Patient advocates called on state regulators Tuesday to force health insurers to cover certain autism treatments.
Consumer Watchdog in Santa Monica sent a letter to Cindy Ehnes, executive director of the state Department of Managed Health Care, and her boss, Gov. Arnold Schwarzenegger, expressing concern about delays in resolving coverage complaints from parents of autistic children.
The parents say insurers are refusing to cover needed behavioral therapy for their children. But, the parents say, when they took their complaints to the department, it sat on them for months.
Consumer Watchdog founder Harvey Rosenfield said in the letter that state laws require the department to take swift action on the parents' complaints and that delays could exacerbate the children's condition.
Autism is a disorder that impairs communication and socialization. Its cause is unknown. There is no cure. But experts and public health authorities say that the disputed behavioral therapy is effective, especially when started at an early age, at mitigating symptoms and improving self-sufficiency.
The department had been sending disputes over the treatment to panels of independent physicians. Increasingly over the last year, those panels had been deciding that the treatments were medically necessary, and the insurers were made to pay.

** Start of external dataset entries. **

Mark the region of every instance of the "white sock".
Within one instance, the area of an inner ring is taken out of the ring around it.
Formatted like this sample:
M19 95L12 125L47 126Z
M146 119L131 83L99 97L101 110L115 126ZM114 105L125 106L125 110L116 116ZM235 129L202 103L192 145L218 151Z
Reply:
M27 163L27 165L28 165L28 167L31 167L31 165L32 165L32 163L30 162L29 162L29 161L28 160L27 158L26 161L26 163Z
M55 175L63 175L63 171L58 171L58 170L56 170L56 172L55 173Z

Then, late last year, Kaiser Permanente, the state's largest nonprofit health insurer, changed its rationale for denying the coverage.
Instead of saying the treatment is not medically necessary, Kaiser now says the therapy is not covered because it is educational and not medical.
The new tactic prompted the department to put several treatment disputes on hold while it considered how to respond.
"The proper handling of Independent Medical Reviews for autism coverage has been a high priority for the DMHC, and the issues in these cases are highly complex, as are most issues concerning autism," said Department of Managed Health Care spokeswoman Lynne Randolph.
"Children with autism and their families deserve a complete examination by the DMHC of all complexities of these cases, which is what we have been providing," Randolph said.
The department's reconsideration of the disputes stoked concern among parents and patient advocates that it might allow insurers to avoid covering the treatments.
Rosenfield threatened to sue the department if it retreated.